Whether you like it or not, your likeability as a student does play a role in our impressions of you. Someone that is enjoyable to be around in addition to doing all of the above is going to leave a better impression than someone who does well but is unpleasant to be around. That's just how it is. Do your best to try not to be annoying, and don't be afraid to be yourself on your rotation. Maybe be a little cautious the first few days to get the social lay of the land, but it's not required that you be a stiff with no personality throughout the whole rotation.
And finally, a general approach on attitude: pretend as if you're the resident taking care of the patient. You won't be able to put in orders, but pre-round on your patients on your own, present patients on your own, write your notes on your own and see how the approach of the resident/attending differs from yours and try and learn from the experience. IMO, that is the best way to learn. Sure, run things by the resident before rounds to make sure you're not thinking up things that are completely goofy, but do the initial intellectual legwork on your own before talking it over with a resident. Simply parroting what the other members of the team said without thinking about what's going on is not going to net you much education. You learn by doing just as much with taking care of patients as with procedures. Do your best to figure things out on your own and then talk with your resident or attending about why their plans differ from yours.

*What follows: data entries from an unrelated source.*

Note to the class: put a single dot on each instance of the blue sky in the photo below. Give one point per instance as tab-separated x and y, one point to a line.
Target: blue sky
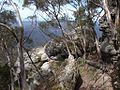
31	10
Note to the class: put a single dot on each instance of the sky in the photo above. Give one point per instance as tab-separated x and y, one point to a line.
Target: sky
25	12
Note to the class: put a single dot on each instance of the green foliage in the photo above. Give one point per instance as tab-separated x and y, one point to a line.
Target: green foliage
93	4
4	77
7	17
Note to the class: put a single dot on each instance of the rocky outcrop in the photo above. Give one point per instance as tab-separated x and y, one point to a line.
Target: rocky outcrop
52	74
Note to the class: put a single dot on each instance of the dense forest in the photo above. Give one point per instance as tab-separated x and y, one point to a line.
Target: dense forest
82	49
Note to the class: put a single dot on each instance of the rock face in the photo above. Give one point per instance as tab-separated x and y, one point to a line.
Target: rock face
60	76
52	74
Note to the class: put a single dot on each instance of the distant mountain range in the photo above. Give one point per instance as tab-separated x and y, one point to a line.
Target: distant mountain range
39	38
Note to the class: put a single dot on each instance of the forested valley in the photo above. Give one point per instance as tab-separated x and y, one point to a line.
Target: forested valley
59	45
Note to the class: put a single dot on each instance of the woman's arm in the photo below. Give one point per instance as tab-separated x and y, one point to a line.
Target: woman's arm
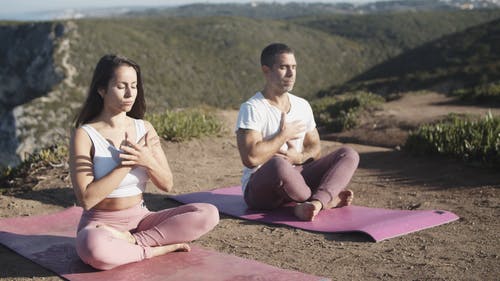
149	154
88	191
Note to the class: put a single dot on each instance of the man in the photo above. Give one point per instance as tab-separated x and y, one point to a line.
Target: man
279	146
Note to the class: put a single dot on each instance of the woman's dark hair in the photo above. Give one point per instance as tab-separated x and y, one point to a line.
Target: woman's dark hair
103	73
268	55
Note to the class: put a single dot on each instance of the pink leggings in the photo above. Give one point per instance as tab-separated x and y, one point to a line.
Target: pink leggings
100	249
278	182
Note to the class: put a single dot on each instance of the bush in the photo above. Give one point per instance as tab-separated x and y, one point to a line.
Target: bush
185	124
54	156
483	93
342	112
463	138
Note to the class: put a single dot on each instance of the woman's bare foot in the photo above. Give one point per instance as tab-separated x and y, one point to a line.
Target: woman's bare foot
124	235
161	250
344	198
307	211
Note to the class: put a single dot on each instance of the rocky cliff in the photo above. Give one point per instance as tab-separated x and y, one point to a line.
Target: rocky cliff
28	71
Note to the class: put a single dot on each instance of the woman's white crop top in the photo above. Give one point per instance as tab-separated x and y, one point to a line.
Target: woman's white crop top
106	158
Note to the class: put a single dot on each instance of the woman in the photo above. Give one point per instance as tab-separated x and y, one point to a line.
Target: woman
113	153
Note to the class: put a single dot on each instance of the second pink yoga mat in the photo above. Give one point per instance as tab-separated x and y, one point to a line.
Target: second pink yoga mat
380	224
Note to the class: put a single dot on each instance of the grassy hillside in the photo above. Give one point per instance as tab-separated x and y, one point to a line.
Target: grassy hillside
464	60
213	60
387	35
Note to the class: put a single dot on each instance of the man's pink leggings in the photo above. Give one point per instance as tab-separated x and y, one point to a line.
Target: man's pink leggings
100	249
278	182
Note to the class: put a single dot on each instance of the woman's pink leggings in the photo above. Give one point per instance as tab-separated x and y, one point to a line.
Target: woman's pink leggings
100	249
278	182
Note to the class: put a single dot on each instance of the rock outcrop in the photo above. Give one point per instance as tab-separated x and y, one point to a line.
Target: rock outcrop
28	71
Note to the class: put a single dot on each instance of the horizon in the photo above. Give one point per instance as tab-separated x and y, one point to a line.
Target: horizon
51	9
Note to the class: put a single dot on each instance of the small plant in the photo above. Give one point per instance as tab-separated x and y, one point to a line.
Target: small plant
181	125
55	156
340	113
487	92
463	138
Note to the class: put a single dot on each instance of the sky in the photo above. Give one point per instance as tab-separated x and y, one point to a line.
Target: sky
24	9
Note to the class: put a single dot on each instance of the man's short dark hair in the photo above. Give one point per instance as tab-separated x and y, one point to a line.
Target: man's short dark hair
268	55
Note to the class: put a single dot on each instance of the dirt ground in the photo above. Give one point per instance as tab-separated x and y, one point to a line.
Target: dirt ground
467	249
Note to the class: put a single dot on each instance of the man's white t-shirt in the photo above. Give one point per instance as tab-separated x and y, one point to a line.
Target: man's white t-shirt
259	115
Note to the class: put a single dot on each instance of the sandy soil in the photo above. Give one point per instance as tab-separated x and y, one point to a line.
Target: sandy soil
467	249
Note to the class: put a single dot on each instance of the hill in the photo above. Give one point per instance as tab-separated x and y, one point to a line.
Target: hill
188	61
461	60
387	35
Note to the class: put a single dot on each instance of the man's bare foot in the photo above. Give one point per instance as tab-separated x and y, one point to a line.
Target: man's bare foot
161	250
124	235
344	198
307	211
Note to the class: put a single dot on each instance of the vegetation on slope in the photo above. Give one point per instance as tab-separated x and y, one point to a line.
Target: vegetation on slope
467	63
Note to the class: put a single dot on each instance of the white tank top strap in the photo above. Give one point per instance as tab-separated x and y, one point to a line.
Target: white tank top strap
140	128
97	139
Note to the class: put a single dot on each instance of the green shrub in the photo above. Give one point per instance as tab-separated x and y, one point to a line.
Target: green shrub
486	92
339	113
463	138
185	124
56	156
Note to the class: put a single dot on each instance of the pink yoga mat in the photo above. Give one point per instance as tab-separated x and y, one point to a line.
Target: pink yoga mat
49	241
380	224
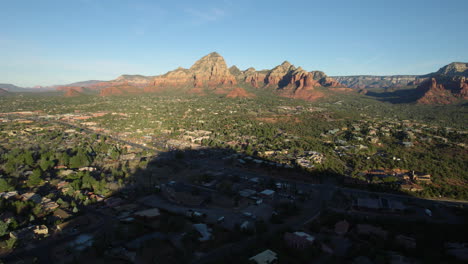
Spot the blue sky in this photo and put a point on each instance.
(57, 41)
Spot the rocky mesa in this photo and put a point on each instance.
(211, 73)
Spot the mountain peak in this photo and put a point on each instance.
(286, 63)
(214, 54)
(454, 69)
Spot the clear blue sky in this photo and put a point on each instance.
(45, 42)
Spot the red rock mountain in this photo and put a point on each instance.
(443, 90)
(3, 92)
(448, 85)
(211, 73)
(239, 93)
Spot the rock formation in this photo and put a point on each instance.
(239, 93)
(370, 82)
(443, 90)
(3, 92)
(211, 73)
(120, 90)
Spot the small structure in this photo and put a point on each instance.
(148, 214)
(267, 193)
(30, 232)
(371, 230)
(406, 241)
(61, 214)
(36, 198)
(342, 227)
(8, 195)
(246, 225)
(266, 257)
(204, 231)
(299, 240)
(246, 193)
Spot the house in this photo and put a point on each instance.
(148, 214)
(341, 227)
(367, 204)
(407, 144)
(204, 231)
(29, 232)
(246, 193)
(406, 241)
(36, 198)
(48, 205)
(458, 250)
(113, 201)
(299, 240)
(422, 178)
(61, 214)
(371, 230)
(8, 195)
(267, 193)
(266, 257)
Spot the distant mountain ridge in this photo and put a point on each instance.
(448, 85)
(3, 92)
(211, 74)
(373, 81)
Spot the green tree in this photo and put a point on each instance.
(3, 228)
(4, 186)
(35, 179)
(46, 164)
(81, 159)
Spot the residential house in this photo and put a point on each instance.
(342, 227)
(299, 240)
(204, 231)
(265, 257)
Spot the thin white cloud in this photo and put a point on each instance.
(207, 15)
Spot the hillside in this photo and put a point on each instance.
(211, 74)
(371, 81)
(3, 92)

A note for the M4s: if you're doing a sub-I, you should be expecting to work and work hard. You are supposed to be functioning at the level of an intern. Yes, I know you're going into emergency medicine and you don't care about inpatient medicine and yes, I know you've already submitted your ROL so you're checked out, but don't be a complete slacker. I had the misfortune of working with a few M4s that were more than useless on their sub-Is because they "didn't care about rotations anymore. Protip: you probably don't want that to be one of the first things you tell me when I meet you.